Philibert De l'Orme and Abul Wafa alBuzjani both criticized the masons
and carpenters for sloppy construction due to a poor understanding of
geometry. Probably only 10% of the medieval masons and carpenters really
knew their geometry, which is no different than today. I’m pretty
sure if we ask the carpenters of today to plot an ellipse using the
abscissas(X) and ordinate(Y) of an ellipse, you’ll get a blank
stare of fright. Even thou it’s called “the trammel of Archimedes”,
there’s no documented evidence of it being used before the 16th
century and it would have been tough to build a trammel for a 32’
or 48’ major axis. The use of a rope or string for drawing an
ellipse was first brought to light in the 6th century by Anthemius of
Tralles , a Greek professor of Geometry in Constantinople, where they
built 336 groin vaults underground in Constantinople for water storeage.

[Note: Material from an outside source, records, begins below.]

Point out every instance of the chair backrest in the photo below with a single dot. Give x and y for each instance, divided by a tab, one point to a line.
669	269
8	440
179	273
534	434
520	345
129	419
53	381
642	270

However, there is never any real documentation of the medieval builders
using the string method. With a lot of the medieval vaults based on
conic and spherical geometry the rope or string or trammel method would
have been useless on parabolas, hyperbolas or double curves surfaces
from the intersection of a cone and sphere. More questions arise than
answers, but at least I now know, according Vitruvius, that towers should
be either round or polygonal, never square. And that the distance between
each tower should not exceed an arrow's flight.
A cubit is a forearm, from the elbow to the tip of the fingers.